I have a custom autograd.Function, where in the forward, I solve a sparse linear system on the input vector, using a prefactorization from scipy.sparse.
In the backward, the gradient requires to solve the same sparse linear system with the input gradient as right hand side, so I need to access the prefactor object in the backward.
- What is the best way to achieve this ?
Below is a MWE of what I’ve been doing until now (storing into ctx.intermediate, and deleting it in the backward), but it has a downside:
- I can’t use
retain_graph=True
when doing backward(), because ctx.intermediate gets deleted the first time, so the second time it goes throught the backward function, the result is not good anymore.
If only I could have access to the variableretain_graph
in that scope, I could delete ctx.intermediate only if retain_graph=False, but AFAIK I don’t.
class MyCustomFunction(torch.autograd.Function):
@staticmethod
def precomputation(weights):
# Build the sparse matrix from the weights: M is a sparse scipy matrix in CSC format.
M = compute_sparse_matrix_from_weight(weights)
# Decompose using LU: Mpre is an object of type scipy.sparse.linalg.SuperLU
Mpre = scipy.sparse.linalg.splu(M)
return Mpre
@staticmethod
def forward(ctx, weights, b, Mpre):
# Solve the system with b as the right hand side
res = Mpre.solve(b)
# Save data for backward
ctx.intermediate = (res, weights, Mpre)
# ctx.save_for_backward(res, weights, Mpre) # Doesn't work for non torch tensors arguments
return prm.from_numpy(res)
@staticmethod
def backward(ctx, grad_output):
res, weights, Mpre = ctx.intermediate
# Set initial grads
grad_weights = grad_rhs = None
# M^{-1}g is needed for computing the backward
grad_res = Mpre.solve(grad_output)
if ctx.needs_input_grad[0]:
grad_weights = compute_grad_wrt_weights(res, grad_res, grad_output, weights)
if ctx.needs_input_grad[1]:
grad_rhs = grad_res # Derivative wrt the RHS is directly M^{-1}g
# This deletes what we stored in ctx.
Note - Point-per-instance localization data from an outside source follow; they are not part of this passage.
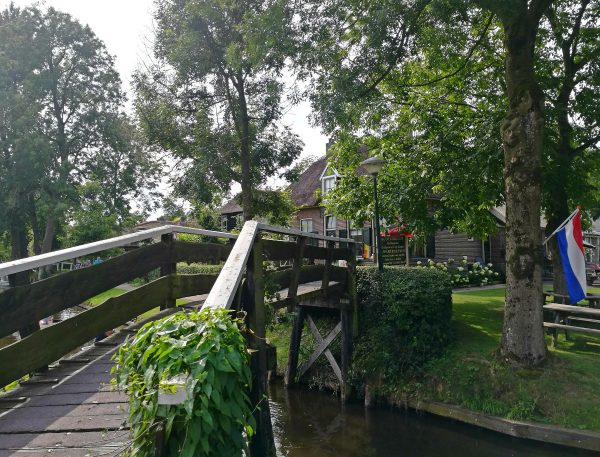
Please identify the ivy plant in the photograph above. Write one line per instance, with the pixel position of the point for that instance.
(208, 350)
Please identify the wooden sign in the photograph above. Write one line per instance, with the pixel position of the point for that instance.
(393, 250)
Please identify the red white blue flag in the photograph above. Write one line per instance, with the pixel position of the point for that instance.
(570, 243)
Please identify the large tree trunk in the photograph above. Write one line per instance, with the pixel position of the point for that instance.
(523, 335)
If we don't do that, these objects are not freed, and memory grows and grows.
# We could have use ctx.save_for_backward(), but it only takes arguments that are torch.tensor...
# The only problem with this, is that doing .backward(retain_graph=True) doesn't work, because ctx.intermediate
# gets deleted after the first backward, and I have no access to the variable retain_graph in this function, to
# only delete ctx.intermediate when retain_graph=False
del ctx.intermediate
return grad_weights, None, grad_rhs, None, None
# Example of how I use that function in an optimization process:
weights = init_weights()
# Start optimization
for iter in range(100):
weights.requires_grad_(True)
M, Mpre = MyCustomFunction.precomputation(weights)
def xi(x):
return MyCustomFunction.apply(weights,x,Mpre)
# Many many calls to this function
uk = torch.zeros(N)
for i in range(1000):
uk1 = xi(uk)
uk = uk1
loss = f(uk)
loss.backward()
grad_weights = weights.grad.clone()
# Update the weights
with torch.no_grad:
weights -= lr*grad_weights
weights.grad.zero_()